Escrito por Paulo Cursino, roteirista cujo estilo popularesco casou perfeitamente com o humor rasgado de Hassum em obras como Até Que a Sorte nos Separe e O Candidato Honesto, replica a dinâmica dos filmes supracitados trazendo o contexto para a realidade carioca. Saem os universitários baladeiros, entra o suburbano raiz, afeito a churrascos regados a muito samba.

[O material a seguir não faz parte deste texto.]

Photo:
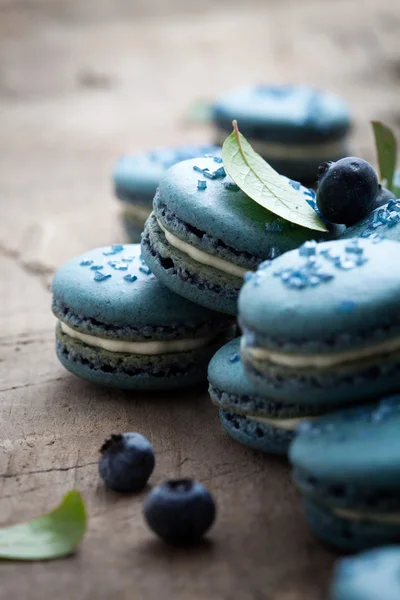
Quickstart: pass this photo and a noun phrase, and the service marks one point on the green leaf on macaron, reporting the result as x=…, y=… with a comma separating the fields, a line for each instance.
x=264, y=185
x=53, y=535
x=386, y=147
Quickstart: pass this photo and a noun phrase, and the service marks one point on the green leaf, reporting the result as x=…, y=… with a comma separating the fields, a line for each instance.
x=264, y=185
x=386, y=147
x=50, y=536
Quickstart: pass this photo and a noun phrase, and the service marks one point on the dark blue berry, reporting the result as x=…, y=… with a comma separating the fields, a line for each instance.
x=180, y=511
x=383, y=197
x=347, y=190
x=126, y=462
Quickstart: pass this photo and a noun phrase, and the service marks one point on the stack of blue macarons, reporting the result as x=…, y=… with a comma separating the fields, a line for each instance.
x=296, y=330
x=295, y=128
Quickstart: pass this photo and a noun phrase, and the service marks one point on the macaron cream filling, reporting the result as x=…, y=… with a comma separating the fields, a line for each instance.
x=321, y=152
x=355, y=515
x=202, y=257
x=288, y=424
x=153, y=348
x=320, y=361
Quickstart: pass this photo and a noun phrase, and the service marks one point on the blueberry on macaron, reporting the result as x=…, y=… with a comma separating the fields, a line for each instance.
x=347, y=190
x=180, y=511
x=383, y=197
x=126, y=462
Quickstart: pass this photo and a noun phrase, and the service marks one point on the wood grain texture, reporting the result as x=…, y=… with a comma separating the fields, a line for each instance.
x=81, y=83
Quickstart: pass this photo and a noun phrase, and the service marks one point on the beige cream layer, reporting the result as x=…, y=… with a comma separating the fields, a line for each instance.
x=321, y=361
x=202, y=257
x=150, y=348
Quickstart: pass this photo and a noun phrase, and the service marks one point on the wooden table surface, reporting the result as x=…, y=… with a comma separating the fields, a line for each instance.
x=80, y=84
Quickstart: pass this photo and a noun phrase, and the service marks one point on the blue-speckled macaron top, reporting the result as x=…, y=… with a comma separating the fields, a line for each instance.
x=226, y=373
x=113, y=286
x=333, y=295
x=372, y=575
x=199, y=193
x=284, y=113
x=383, y=221
x=136, y=177
x=357, y=447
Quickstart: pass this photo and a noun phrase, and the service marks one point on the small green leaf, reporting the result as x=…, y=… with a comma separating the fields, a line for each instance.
x=50, y=536
x=386, y=147
x=264, y=185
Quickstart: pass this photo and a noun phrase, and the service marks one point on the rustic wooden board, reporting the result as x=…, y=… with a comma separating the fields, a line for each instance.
x=81, y=83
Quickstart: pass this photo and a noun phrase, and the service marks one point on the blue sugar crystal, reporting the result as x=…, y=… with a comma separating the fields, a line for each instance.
x=309, y=275
x=309, y=192
x=367, y=233
x=99, y=276
x=274, y=252
x=115, y=249
x=275, y=226
x=264, y=265
x=376, y=238
x=230, y=185
x=347, y=306
x=117, y=265
x=308, y=248
x=206, y=172
x=295, y=184
x=393, y=205
x=209, y=174
x=219, y=173
x=145, y=269
x=130, y=278
x=354, y=247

Samba, aliás, é uma das paixões de Toninho, vivido por Maurício Manfrini (Os Farofeiros) como uma homenagem escancarada a Zeca Pagodinho, seja pelos óculos estilizados, o corte de cabelo ou a postura curvada. Já Leandro Hassum (Tudo Bem no Natal Que Vem) tenta interpretar Walter dentro do estereótipo do sujeito certinho, com direito a penteado conservador, bigode e óculos. O problema é que Hassum, vindo dos espetáculos teatrais, tem imensa dificuldade para se manter fiel ao problemático Walter. Afinal, o histrionismo do ex-Rede Globo joga contra a postura supostamente pacata de seu personagem, cuja manifesta aversão a sons altos é eclipsada pela performance escandalosa de Hassum.

Não que isso seja um grande problema, pois o diretor Roberto Santucci, que fez carreira comandando chanchadas globais como aquelas protagonizadas por Hassum, guia a narrativa por caminhos farsescos, no melhor estilo Paulo Gustavo, embora sem a verve anárquica do saudoso comediante. O que vale aqui é o humor como um fim em si mesmo, confirmado pela estrutura frouxa, remetendo a uma colagem de esquetes que só não fica engessada graças ao carisma e ao talento de seu elenco.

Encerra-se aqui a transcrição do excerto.